Harris was always restless, and was always likely to leave, and he did it in 2008, working at various outlets as a freelance journalist, then at a pioneering video project, Driver's Republic, which briefly thrived but closed. He has since found prominence via his own YouTube channel, Chris Harris on Cars, which has garnered a huge audience, and which undoubtedly brought him to the attention of the BBC.
Apart from his presenting skills, Chris Harris looks like fulfilling two more vital roles at the reconstituted Top Gear. He'll be the bloke who really knows cars and the bloke who can really drive. Until now, for all the star appeal, the new TG team has lacked these rather obvious elements. And as those who attend the Goodwood Revival also know, Harris is also the bloke who can really race.

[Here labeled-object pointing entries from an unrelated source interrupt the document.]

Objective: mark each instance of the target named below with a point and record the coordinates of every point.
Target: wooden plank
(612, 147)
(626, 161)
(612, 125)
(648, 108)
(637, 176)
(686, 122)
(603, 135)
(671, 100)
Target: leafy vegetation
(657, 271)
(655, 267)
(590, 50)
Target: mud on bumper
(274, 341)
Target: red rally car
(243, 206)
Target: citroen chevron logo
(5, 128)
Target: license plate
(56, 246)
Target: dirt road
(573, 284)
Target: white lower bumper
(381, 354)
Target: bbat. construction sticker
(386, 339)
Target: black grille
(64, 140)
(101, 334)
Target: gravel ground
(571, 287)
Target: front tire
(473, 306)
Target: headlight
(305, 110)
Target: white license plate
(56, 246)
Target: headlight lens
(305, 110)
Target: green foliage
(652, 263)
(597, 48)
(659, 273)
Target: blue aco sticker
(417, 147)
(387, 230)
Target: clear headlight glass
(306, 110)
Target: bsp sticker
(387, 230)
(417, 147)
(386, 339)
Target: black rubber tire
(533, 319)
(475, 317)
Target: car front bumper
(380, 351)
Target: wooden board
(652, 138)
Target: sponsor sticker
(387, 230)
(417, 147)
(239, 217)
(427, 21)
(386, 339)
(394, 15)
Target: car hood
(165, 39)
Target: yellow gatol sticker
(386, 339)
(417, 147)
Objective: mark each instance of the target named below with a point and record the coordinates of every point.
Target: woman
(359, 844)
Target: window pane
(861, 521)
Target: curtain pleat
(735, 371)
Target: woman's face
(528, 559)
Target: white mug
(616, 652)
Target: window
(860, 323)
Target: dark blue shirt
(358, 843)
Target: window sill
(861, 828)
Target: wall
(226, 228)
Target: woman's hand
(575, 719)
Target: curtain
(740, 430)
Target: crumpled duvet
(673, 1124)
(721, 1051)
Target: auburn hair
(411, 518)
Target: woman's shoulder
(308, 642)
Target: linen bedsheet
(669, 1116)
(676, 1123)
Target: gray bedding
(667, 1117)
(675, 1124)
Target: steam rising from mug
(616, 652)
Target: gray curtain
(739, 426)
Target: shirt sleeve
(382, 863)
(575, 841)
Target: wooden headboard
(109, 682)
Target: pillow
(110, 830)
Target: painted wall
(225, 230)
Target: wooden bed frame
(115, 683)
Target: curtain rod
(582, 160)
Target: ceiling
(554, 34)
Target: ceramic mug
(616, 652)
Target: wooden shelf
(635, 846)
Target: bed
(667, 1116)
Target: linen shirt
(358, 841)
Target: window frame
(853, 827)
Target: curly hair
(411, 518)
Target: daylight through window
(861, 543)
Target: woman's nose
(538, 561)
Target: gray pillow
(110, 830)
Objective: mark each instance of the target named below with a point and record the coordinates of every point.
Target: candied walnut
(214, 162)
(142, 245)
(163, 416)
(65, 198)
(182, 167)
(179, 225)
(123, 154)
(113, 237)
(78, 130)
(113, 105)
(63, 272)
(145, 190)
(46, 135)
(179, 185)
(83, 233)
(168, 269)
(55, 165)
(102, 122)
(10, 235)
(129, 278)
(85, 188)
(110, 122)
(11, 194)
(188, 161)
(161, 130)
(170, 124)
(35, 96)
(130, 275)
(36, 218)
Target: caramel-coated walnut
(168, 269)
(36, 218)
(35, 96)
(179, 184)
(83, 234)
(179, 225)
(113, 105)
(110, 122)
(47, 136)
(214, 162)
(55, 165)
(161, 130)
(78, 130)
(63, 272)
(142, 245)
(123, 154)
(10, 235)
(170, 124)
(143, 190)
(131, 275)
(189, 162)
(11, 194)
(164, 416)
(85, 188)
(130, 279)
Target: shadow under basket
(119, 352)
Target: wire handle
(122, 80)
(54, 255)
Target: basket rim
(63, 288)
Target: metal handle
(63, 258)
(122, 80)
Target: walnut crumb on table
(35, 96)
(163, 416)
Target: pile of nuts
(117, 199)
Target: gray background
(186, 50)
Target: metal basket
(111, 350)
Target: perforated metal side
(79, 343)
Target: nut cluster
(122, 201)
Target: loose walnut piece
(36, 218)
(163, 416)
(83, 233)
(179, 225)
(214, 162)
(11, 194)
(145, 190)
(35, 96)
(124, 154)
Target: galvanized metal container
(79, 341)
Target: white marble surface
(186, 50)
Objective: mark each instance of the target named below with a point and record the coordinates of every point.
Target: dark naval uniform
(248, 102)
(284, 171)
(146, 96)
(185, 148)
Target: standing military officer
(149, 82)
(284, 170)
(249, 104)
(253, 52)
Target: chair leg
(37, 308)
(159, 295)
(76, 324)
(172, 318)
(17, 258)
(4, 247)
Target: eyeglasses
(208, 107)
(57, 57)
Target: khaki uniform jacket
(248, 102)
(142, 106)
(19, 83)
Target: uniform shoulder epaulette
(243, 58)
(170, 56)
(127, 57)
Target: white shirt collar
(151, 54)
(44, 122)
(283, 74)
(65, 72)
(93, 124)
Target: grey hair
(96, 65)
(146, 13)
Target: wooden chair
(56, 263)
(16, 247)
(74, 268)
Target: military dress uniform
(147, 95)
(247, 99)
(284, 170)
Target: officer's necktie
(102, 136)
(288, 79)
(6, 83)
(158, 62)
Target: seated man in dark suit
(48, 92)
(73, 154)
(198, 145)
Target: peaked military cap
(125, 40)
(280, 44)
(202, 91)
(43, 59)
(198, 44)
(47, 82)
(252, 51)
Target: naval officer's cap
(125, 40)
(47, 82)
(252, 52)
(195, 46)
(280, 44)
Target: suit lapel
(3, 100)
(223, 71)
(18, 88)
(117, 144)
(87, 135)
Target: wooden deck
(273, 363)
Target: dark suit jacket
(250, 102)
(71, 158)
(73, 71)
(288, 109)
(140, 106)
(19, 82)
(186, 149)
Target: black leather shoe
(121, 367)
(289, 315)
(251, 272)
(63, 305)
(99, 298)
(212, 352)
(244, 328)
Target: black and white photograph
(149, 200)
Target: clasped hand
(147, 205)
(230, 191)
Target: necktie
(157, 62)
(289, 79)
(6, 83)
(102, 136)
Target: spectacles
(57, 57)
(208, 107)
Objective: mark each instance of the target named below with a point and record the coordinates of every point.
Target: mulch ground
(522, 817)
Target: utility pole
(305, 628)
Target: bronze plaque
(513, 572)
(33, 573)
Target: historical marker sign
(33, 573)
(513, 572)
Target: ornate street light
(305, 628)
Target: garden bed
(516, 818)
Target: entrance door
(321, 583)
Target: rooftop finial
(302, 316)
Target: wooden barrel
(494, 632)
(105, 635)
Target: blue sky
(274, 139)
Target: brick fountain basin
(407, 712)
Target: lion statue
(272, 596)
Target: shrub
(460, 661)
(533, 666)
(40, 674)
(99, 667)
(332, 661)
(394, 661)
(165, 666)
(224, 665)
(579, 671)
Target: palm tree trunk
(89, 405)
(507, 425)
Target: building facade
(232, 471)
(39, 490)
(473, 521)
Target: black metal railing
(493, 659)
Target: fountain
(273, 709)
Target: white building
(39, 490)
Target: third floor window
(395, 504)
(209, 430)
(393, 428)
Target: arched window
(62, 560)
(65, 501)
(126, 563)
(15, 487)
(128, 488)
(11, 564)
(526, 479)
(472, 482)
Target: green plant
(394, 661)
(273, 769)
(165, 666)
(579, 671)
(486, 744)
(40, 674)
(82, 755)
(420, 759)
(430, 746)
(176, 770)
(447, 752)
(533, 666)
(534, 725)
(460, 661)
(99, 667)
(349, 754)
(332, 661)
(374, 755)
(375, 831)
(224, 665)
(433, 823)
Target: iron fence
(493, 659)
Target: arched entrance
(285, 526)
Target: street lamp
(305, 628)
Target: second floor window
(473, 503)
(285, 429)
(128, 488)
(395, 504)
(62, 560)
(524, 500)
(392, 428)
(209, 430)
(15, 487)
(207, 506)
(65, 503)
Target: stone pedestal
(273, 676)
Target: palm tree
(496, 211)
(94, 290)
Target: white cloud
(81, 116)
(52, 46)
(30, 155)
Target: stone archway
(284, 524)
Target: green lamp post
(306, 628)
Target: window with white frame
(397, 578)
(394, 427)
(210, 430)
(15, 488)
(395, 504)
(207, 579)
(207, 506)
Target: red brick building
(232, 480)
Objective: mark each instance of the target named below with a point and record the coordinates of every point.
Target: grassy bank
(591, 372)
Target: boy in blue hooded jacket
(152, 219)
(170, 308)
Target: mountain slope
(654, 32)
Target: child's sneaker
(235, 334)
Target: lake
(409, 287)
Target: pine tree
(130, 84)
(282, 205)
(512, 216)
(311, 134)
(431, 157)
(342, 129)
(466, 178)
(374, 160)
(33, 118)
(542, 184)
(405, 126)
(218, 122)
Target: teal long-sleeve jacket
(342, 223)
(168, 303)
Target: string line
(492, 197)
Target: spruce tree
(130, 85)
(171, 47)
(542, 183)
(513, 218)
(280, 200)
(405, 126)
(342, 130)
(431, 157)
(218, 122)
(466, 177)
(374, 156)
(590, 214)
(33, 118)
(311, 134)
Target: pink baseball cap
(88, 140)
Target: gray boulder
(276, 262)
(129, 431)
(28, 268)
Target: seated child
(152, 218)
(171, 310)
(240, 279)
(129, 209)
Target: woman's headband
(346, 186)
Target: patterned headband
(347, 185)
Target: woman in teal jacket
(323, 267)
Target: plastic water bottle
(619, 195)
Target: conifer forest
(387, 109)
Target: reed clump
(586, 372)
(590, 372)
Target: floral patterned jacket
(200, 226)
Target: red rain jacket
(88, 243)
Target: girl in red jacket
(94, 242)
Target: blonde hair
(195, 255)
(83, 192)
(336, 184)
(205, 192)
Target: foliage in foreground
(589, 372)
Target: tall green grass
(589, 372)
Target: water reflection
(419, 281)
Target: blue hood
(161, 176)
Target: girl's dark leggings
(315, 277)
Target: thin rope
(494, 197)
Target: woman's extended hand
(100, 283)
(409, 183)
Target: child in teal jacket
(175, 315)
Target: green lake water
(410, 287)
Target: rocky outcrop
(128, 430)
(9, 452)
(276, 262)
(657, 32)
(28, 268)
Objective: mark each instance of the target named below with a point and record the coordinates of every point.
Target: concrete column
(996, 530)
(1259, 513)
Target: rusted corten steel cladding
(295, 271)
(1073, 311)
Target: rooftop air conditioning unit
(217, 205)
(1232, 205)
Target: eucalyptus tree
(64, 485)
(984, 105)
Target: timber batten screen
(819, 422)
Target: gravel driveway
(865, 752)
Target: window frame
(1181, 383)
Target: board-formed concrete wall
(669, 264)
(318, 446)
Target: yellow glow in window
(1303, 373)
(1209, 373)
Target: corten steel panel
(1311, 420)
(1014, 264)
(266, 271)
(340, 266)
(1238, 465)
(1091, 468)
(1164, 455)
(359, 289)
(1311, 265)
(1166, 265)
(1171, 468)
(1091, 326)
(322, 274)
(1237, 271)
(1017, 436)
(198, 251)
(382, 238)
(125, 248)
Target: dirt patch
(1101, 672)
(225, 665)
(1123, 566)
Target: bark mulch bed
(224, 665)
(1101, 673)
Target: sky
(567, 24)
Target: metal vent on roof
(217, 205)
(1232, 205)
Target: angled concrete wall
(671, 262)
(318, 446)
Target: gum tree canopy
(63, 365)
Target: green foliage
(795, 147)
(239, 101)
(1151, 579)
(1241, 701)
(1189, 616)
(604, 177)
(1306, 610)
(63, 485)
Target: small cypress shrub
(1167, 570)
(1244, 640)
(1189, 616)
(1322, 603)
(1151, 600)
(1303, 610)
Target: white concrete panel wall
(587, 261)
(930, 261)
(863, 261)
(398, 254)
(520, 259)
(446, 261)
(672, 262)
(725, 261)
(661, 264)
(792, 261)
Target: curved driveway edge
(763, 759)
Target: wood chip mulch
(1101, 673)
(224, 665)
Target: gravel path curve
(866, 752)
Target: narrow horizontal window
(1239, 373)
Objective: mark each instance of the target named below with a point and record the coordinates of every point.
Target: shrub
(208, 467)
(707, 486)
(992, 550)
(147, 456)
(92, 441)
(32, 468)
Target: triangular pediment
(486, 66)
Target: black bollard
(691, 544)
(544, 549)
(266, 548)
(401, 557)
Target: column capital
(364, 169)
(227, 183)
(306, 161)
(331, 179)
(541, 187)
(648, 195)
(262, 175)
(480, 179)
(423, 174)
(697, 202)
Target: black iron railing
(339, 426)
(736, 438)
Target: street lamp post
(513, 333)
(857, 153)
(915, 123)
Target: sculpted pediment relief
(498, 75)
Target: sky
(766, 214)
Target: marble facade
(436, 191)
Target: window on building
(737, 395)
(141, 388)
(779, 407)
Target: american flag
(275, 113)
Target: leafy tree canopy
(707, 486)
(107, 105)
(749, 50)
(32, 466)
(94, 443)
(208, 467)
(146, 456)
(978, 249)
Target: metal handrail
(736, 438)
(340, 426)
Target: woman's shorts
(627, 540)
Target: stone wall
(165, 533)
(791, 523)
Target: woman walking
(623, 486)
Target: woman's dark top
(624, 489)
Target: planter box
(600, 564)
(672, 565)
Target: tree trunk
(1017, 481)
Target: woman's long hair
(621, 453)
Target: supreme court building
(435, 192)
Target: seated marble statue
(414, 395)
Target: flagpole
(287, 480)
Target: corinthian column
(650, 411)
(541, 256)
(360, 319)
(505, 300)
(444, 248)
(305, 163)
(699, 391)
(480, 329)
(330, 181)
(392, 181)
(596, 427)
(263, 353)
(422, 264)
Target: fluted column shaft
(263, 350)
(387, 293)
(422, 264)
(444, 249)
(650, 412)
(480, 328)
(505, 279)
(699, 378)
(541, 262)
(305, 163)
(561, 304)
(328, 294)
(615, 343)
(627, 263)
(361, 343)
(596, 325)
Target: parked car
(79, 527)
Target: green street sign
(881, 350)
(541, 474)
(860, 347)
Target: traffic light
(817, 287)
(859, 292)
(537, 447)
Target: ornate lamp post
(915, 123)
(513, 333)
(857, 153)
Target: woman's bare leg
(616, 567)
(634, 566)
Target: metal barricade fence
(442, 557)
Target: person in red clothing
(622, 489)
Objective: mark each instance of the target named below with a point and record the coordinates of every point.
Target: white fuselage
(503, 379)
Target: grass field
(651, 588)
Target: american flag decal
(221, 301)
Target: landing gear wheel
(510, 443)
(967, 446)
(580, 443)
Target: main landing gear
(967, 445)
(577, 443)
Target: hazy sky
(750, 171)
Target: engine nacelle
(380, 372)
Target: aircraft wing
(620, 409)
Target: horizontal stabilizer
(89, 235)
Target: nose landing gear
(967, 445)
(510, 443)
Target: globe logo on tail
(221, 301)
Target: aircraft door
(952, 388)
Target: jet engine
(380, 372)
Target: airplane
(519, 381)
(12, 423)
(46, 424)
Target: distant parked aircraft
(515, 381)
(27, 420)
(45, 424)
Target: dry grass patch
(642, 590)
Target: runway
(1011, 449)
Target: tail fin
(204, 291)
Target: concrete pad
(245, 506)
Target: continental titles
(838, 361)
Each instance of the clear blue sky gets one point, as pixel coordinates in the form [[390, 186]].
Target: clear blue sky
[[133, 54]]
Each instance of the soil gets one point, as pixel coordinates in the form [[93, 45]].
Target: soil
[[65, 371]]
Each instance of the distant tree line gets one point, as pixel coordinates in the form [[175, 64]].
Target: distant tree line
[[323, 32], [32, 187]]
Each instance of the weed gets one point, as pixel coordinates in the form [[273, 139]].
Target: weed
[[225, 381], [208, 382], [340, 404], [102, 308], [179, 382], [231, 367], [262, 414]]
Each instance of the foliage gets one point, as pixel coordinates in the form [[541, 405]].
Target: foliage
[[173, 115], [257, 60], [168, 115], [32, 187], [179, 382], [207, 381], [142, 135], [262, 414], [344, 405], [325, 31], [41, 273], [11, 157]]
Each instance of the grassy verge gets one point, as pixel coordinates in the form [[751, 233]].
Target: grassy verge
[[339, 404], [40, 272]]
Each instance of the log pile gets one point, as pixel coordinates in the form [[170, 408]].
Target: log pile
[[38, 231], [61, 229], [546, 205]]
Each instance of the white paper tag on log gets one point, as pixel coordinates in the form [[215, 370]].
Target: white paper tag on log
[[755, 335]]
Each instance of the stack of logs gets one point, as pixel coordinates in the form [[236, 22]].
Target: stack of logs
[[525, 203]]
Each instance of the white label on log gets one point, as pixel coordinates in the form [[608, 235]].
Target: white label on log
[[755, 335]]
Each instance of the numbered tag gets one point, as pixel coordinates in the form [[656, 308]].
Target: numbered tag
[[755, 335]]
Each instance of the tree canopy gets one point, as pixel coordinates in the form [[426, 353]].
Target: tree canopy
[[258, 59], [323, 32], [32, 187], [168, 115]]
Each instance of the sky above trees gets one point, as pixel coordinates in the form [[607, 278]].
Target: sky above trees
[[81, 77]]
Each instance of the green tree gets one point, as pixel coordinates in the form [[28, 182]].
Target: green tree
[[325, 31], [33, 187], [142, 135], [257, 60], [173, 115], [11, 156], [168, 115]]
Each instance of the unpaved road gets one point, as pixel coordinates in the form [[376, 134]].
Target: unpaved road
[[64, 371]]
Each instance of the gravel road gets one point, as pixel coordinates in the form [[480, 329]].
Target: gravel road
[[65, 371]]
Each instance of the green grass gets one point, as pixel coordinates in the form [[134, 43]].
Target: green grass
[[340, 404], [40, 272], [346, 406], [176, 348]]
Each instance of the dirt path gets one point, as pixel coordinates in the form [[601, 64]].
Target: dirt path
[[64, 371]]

It will be fascinating to see how Harris fares, working in the company of high-ranking egotists who know considerably less than he does.
At Autocar, he never suffered fools (not, at least, without giving them his opinion) and he has become more strident with the years. Headline spats with Ferrari (about untypical road test cars) and Lamborghini (about their cars' capabilities not matching their looks) are only part of the story. When you consider that TG is always going to be a much more stage-managed environment than Harris has worked in before, it's possible to foresee controversy. Perhaps that's part of the reason why they want him.
One thing is for certain: Harris will have the best car opinions of the lot of them. He will become the TG character people want most to hear from, and we choose to think that's partly because of what he learned so well right here at Autocar.